Par Georgia Makhlouf
2019 - 01

Le romancier et journaliste Christophe Boltanski avait reçu le Prix Femina en 2015 pour La Cache où il tirait le portrait de sa famille paternelle. Dans Le Guetteur qui vient de paraître, c’est de sa mère dont il s’agit. Une mère insaisissable, secrète, éprise de liberté mais qui, dans les dernières années de sa vie, s’est perdue dans une forme de folie, un délire de persécution, un enfermement autant physique que mental. On imagine la douleur d’un fils confronté à la maladie de sa mère, mais de cette douleur-là, rien ne sera dit, on ne se situe pas ici dans l’émotion, le propos du roman est ailleurs. Le titre, certes, en donne la clé, qui renvoie à un polar ébauché par la mère et intitulé « La Nuit du guetteur ». Boltanski le retrouve dans l’appartement de sa mère après sa mort. Il découvre ainsi sa passion pour ce genre littéraire (« une littérature qui vise moins à résoudre une énigme qu’à montrer la noirceur de la société ») et son désir d’en écrire, comme en témoignent tous ces débuts de romans noirs, rangés dans des chemises et auxquels il emprunte des phrases placées en exergue des chapitres. « Son texte par sa béance me renvoyait à elle qui n’était plus, à elle, à jamais, à sa voix éraillée, ses yeux inquiets, son lit vacant et défait (…). » « Ses incipits débouchaient sur un vide, comme le trou abyssal qu’elle laissait en moi. Ils racontaient une autre histoire, faite de promesses et de renoncements. » Les chantiers d’écriture de sa mère deviennent son terrain de fouilles, le fils se fait à son tour guetteur, il mène l’enquête, il commence la filature. 

Il va donc aller sur les traces de la jeunesse militante d’une jeune fille, issue d’une famille bourgeoise et qui apporta son soutien au FLN algérien. Elle rejoignit le réseau de ceux qu’on appelait les porteurs de valises et hébergea chez elle un militant du FLN dans la clandestinité. Françoise, puisque c’est son prénom, dut certainement être surveillée, suivie, guettée pendant de longs mois. Elle connut donc l’obligation du secret, la peur parfois, les strictes exigences de la clandestinité toujours. Elle accomplit quelques actes de bravoure, sans doute trop petits pour être consignés mais qui durent entretenir son rêve d’un destin plus ample que celui, trop étroit, auquel elle semblait destinée. Elle accepta sûrement de ne connaître que les fausses identités de ses interlocuteurs et de ses camarades.
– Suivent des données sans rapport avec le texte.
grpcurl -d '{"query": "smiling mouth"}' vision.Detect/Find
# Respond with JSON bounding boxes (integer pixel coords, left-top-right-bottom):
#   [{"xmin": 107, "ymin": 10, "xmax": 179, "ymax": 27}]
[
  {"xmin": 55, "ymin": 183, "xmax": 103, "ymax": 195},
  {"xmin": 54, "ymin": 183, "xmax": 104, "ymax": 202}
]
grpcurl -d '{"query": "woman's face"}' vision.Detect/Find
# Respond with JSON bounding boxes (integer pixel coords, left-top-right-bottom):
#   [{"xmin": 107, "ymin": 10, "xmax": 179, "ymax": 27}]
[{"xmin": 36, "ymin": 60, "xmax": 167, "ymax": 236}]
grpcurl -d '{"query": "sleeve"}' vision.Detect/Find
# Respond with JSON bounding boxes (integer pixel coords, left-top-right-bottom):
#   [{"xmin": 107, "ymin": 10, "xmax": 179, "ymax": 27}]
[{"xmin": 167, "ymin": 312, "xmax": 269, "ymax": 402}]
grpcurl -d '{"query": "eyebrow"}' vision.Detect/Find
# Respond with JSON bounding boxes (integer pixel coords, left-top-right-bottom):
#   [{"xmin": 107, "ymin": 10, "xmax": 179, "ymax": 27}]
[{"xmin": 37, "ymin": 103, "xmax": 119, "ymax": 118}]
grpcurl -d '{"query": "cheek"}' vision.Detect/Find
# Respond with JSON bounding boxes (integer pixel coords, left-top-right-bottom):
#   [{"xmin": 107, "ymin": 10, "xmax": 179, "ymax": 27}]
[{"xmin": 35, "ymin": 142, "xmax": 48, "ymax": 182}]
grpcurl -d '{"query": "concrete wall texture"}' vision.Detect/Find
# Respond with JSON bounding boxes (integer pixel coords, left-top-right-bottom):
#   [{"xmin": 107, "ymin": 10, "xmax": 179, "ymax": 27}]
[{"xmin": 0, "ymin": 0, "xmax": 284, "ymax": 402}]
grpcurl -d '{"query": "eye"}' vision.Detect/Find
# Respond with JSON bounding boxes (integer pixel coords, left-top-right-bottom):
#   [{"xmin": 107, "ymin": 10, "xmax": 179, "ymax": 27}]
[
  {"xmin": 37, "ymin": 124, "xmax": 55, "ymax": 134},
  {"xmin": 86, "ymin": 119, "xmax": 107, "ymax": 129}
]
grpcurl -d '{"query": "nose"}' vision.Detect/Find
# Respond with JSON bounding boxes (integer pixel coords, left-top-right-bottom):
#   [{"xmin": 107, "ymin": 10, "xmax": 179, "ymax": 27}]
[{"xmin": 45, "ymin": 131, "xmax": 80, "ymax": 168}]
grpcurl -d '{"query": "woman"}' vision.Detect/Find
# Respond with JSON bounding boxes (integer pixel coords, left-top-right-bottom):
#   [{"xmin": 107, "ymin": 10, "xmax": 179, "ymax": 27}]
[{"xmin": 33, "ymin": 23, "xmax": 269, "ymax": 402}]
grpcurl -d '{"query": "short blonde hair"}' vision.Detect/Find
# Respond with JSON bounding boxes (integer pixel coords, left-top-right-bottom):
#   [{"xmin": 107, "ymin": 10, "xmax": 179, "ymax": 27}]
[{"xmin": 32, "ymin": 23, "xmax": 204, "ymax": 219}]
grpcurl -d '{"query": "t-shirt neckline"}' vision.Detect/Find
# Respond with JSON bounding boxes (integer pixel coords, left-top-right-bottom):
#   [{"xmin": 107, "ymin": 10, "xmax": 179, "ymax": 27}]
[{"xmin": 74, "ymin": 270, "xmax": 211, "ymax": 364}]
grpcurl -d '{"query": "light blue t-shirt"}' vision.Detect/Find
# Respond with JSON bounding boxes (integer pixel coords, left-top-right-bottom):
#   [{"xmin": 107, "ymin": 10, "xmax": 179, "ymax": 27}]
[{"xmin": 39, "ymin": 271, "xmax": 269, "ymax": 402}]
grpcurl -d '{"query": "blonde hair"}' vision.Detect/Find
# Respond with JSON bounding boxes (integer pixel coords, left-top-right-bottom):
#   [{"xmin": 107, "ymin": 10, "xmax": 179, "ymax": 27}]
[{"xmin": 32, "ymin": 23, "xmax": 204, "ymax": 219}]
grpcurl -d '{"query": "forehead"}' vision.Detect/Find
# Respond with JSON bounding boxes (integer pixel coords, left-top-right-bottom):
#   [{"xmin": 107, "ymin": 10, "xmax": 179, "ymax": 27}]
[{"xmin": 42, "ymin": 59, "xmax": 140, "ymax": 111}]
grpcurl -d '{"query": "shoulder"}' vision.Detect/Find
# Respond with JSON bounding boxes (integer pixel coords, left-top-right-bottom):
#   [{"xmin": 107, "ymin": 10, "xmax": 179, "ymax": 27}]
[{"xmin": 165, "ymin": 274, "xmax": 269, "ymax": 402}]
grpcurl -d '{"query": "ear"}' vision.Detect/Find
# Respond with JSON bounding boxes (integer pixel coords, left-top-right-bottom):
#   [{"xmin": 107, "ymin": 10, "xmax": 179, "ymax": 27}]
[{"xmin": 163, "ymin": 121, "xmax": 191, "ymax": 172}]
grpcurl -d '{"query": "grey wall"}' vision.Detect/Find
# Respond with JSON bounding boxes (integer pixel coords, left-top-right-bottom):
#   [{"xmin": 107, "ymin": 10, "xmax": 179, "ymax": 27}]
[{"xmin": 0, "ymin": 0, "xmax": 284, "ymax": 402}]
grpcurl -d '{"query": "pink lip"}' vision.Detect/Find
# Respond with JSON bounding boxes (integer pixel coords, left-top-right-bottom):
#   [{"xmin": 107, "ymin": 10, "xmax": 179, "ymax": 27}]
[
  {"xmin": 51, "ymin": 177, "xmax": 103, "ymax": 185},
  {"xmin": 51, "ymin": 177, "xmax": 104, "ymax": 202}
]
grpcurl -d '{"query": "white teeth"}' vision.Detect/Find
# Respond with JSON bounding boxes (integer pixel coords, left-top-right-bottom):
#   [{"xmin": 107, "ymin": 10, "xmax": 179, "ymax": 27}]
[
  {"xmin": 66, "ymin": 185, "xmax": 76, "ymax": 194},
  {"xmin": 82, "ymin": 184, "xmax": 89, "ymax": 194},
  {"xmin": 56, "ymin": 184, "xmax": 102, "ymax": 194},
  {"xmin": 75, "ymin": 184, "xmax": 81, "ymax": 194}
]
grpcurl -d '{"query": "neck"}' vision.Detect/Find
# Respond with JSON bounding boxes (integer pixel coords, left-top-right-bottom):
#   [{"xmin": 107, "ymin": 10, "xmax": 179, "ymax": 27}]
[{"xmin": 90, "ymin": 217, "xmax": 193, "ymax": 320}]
Elle appartint pendant quelque temps à un réseau, une armée secrète. C’est dire si l’enquête patiente de Boltanski est lente, difficile, et bute sans cesse sur de fausses pistes. Des hypothèses s’élaborent, celle par exemple d’« un reproche trop lourd à porter. D’une action commise au cours de cette période et qui, des décennies plus tard, continuait de la hanter. Quelque chose qu’elle aurait fait, trop fait ou omis de faire ». Mais là non plus, aucune réponse définitive n’est apportée.

Ces explorations labyrinthiques enchâssent des points de vue, des témoignages, des documents de nature diverse et donnent au roman à la fois sa singularité et sa musique, son écriture patiente, mate, évitant sans cesse le spectaculaire. Parfois la lenteur de l’avancée est décourageante. La multiplication des fausses pistes ou des demi-réponses fait retomber le soufflet. Mais la dimension modianesque de l’enquête – on est par moments du côté de Dora Bruder – reprend le lecteur par la main. N’oublions pas que ce « guetteur » est aussi inspiré par un poème d’Apollinaire que la mère de l’auteur avait noté sur la page de garde de l’une de ses ébauches romanesques « Et toi mon cœur pourquoi bats-tu ? Comme un guetteur mélancolique… ».

 BIBLIOGRAPHIE
Le Guetteur de Christophe Boltanski, Stock, 2018, 288 p.